Of course, with the success of Ryzen, AMD had to expand its portfolio, increasing complexity. And with Ryzen 3000, AMD began to relabel old CPUs - the Ryzen 3 3200U was a Zen CPU of the first generation, while the Ryzen 3 3300U was a newer Zen+ chip. For customers, this was not transparent.
Come 2020 and Ryzen 4000, AMD thankfully stopped doing this and anything branded Ryzen 4000 was always based on Zen2. But with Ryzen 5000, the practice of renaming older CPUs returned. Lucienne chips like the Ryzen 5 5500U were based on Zen2, while Cezanne CPUs like the Ryzen 5 5600U were already newer Zen3 chips. Buyers of the latter thus got newer technology than buyers of the Ryzen 5 5500U.
With the next generation, AMD stopped doing this once again. This time around, Cezanne was renamed into Barcelo and still marketed as Ryzen 5000. Only the newest Rembrandt CPUs were allowed to carry the "Ryzen 6000" name.

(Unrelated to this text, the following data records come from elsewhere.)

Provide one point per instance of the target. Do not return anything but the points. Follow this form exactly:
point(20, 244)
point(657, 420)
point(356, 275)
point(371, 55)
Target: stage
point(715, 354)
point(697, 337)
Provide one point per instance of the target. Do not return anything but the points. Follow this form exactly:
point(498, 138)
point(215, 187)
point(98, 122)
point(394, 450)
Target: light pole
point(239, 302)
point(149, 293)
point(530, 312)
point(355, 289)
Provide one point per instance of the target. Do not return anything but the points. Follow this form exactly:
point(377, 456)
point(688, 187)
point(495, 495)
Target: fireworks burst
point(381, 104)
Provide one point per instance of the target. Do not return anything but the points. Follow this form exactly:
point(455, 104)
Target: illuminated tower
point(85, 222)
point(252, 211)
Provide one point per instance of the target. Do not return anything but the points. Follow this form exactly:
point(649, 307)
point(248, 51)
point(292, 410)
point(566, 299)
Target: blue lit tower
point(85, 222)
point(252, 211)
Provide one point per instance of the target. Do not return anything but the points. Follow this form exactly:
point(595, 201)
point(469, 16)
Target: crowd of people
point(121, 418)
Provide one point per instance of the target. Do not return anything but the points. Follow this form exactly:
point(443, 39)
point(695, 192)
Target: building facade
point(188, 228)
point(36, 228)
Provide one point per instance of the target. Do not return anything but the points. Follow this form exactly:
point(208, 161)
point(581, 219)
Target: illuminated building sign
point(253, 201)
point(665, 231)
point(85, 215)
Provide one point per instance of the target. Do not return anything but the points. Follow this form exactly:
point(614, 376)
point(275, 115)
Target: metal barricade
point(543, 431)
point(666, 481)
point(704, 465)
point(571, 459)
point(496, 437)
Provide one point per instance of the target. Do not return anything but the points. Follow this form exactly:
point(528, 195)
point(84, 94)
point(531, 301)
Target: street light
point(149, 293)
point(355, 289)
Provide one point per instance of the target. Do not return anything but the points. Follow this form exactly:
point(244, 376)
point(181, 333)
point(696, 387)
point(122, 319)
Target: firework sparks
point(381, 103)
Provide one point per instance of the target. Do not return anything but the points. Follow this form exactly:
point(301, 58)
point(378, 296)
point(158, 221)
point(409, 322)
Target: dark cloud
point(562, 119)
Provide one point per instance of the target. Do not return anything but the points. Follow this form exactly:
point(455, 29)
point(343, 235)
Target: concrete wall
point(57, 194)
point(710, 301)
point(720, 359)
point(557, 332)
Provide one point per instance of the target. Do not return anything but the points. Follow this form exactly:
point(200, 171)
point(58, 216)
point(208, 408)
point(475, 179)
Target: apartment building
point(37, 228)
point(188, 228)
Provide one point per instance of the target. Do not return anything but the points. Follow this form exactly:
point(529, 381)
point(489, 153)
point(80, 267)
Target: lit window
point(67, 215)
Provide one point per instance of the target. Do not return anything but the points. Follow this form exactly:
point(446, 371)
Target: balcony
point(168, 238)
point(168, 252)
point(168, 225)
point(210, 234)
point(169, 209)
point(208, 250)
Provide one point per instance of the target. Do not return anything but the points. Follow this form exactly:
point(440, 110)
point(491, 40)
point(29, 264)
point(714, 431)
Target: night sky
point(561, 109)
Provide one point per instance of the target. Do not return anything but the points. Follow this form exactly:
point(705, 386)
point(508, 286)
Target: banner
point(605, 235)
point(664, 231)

Apparently, this honesty did not pay off, customers probably did not want to buy new laptops with Ryzen 5000. What other reason could AMD have to introduce the new naming scheme for the mobile Ryzen processors - after all, the most important reform is that AMD will now be able to sell older Zen chips as Ryzen 7000.

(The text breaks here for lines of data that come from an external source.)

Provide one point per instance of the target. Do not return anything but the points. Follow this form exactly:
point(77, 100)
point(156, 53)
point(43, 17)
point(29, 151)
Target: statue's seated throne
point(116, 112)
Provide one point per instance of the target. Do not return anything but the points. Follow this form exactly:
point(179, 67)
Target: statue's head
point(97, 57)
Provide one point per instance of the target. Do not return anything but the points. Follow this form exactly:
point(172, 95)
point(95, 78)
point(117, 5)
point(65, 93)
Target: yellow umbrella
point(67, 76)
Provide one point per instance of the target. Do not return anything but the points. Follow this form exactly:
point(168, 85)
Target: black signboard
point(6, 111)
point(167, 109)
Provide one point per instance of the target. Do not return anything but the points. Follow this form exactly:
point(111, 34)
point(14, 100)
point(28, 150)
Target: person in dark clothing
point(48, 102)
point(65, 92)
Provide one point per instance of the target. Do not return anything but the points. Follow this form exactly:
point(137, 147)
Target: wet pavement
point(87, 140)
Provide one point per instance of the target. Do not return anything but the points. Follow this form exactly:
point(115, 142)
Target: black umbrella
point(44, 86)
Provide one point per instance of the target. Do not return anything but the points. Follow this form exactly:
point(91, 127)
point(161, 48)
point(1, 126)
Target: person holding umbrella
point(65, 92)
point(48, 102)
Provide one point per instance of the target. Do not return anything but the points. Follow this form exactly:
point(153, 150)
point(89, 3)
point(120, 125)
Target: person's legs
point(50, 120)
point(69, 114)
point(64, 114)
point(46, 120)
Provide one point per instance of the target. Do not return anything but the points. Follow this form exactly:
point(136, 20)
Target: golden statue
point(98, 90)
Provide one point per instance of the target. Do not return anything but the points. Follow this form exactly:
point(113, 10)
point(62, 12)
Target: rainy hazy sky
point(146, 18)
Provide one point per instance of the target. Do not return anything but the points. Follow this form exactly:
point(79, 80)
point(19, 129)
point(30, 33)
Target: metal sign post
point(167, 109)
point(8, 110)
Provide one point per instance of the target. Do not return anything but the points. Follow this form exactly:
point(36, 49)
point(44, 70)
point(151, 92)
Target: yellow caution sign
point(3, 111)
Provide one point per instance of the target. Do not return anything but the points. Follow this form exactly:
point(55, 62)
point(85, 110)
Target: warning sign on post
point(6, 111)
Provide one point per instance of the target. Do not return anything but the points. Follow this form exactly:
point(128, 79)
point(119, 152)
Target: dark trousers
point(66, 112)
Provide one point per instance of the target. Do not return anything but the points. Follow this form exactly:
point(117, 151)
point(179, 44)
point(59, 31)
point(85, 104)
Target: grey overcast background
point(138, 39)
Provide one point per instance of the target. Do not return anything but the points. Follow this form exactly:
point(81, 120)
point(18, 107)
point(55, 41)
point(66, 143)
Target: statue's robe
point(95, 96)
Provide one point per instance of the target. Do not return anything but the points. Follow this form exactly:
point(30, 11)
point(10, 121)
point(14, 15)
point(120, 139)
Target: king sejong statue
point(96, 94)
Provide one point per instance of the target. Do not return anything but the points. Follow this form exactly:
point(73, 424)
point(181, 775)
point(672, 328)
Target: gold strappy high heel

So now, there will be the new Mendocino series, which are 2020's Zen2 chips brought back to life as Ryzen 7x20. Barcelo (Ryzen 7x30) and Rembrandt (Ryzen 7x35) will also continue on. Zen4, the hotly anticipated new CPUs, are relegated to the high-end as Ryzen 7x40 (Phoenix) and Ryzen 7x45 (Dragon Range).

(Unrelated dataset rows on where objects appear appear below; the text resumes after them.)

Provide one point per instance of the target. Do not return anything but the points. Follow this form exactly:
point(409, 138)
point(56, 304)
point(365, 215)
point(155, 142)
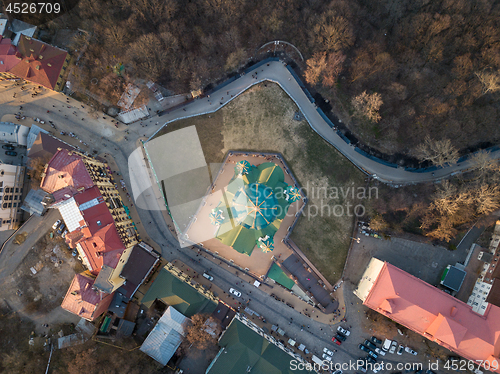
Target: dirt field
point(37, 297)
point(262, 120)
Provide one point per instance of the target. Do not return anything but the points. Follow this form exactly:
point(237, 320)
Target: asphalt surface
point(101, 134)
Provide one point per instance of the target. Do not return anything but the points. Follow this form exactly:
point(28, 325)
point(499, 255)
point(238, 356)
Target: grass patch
point(262, 120)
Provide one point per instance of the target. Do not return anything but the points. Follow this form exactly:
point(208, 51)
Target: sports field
point(261, 119)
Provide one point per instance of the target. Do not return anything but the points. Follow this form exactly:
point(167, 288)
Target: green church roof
point(245, 349)
point(255, 206)
point(178, 294)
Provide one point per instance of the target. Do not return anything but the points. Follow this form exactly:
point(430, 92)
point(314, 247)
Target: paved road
point(102, 135)
point(278, 73)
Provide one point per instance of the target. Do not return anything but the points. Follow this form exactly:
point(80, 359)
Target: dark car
point(369, 344)
point(373, 354)
point(340, 337)
point(371, 360)
point(60, 229)
point(363, 348)
point(336, 341)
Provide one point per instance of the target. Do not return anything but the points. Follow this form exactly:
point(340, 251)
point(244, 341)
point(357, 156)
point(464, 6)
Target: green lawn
point(262, 120)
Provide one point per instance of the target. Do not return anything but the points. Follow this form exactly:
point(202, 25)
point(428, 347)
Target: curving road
point(276, 72)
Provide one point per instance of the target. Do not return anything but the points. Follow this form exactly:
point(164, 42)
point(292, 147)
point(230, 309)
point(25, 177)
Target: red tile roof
point(83, 301)
point(103, 248)
point(436, 315)
point(8, 57)
point(66, 169)
point(39, 62)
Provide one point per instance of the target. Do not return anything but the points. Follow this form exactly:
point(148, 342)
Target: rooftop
point(433, 313)
point(243, 350)
point(66, 169)
point(166, 336)
point(38, 62)
point(82, 300)
point(178, 294)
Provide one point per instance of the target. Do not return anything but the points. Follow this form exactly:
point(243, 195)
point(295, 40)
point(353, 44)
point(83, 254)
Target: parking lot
point(419, 259)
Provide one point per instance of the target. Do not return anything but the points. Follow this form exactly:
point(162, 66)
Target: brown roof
point(66, 169)
point(82, 300)
point(38, 62)
point(494, 295)
point(139, 265)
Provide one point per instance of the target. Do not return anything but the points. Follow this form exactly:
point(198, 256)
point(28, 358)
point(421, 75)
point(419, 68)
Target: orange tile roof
point(103, 248)
point(38, 62)
point(66, 169)
point(83, 301)
point(436, 315)
point(8, 57)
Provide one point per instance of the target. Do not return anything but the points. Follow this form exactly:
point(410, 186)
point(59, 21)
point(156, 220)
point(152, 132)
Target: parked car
point(60, 229)
point(410, 351)
point(387, 345)
point(369, 344)
point(327, 351)
point(363, 348)
point(394, 345)
point(235, 292)
point(343, 331)
point(372, 354)
point(56, 224)
point(338, 342)
point(401, 349)
point(340, 337)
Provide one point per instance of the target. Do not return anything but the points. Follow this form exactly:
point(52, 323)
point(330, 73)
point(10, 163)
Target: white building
point(11, 191)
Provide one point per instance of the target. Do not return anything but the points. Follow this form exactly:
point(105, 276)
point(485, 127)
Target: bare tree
point(367, 106)
point(487, 199)
point(439, 152)
point(490, 81)
point(36, 166)
point(315, 66)
point(334, 64)
point(201, 332)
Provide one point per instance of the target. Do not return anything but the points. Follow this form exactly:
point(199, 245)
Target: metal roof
point(166, 336)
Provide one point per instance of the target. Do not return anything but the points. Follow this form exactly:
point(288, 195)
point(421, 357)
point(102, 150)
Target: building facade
point(11, 192)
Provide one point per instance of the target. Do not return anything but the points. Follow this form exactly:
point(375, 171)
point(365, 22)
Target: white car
point(410, 351)
point(235, 292)
point(394, 345)
point(343, 331)
point(56, 224)
point(326, 357)
point(401, 349)
point(327, 351)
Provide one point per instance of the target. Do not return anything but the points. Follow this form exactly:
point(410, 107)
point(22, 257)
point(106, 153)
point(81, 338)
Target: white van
point(387, 345)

The problem: The most important part of the model number, the CPU generation, is the third digit. Logically, the first two digits in a four digit number should be the most important ones.
AMD has not announced any concrete model numbers yet, but it is easy to imagine how confusing these number-games can be for regular consumers. For example, a customer may have the choice between a Ryzen 7 7730U and a Ryzen 7 7740U - one is based on Zen3 from 2021 and is still paired with old Vega-GPUs, while the other is a chip of the newest Zen4 generation, even though only the third digit of the model number is different. Transparent for customers? Not at all!
To us, the new AMD naming scheme for mobile CPUs borders on malignant customer-confusion-tactics. If something is marketed as Ryzen 7000, it should be based on Zen4. Instead, AMD will again sell old technology under a new brand name.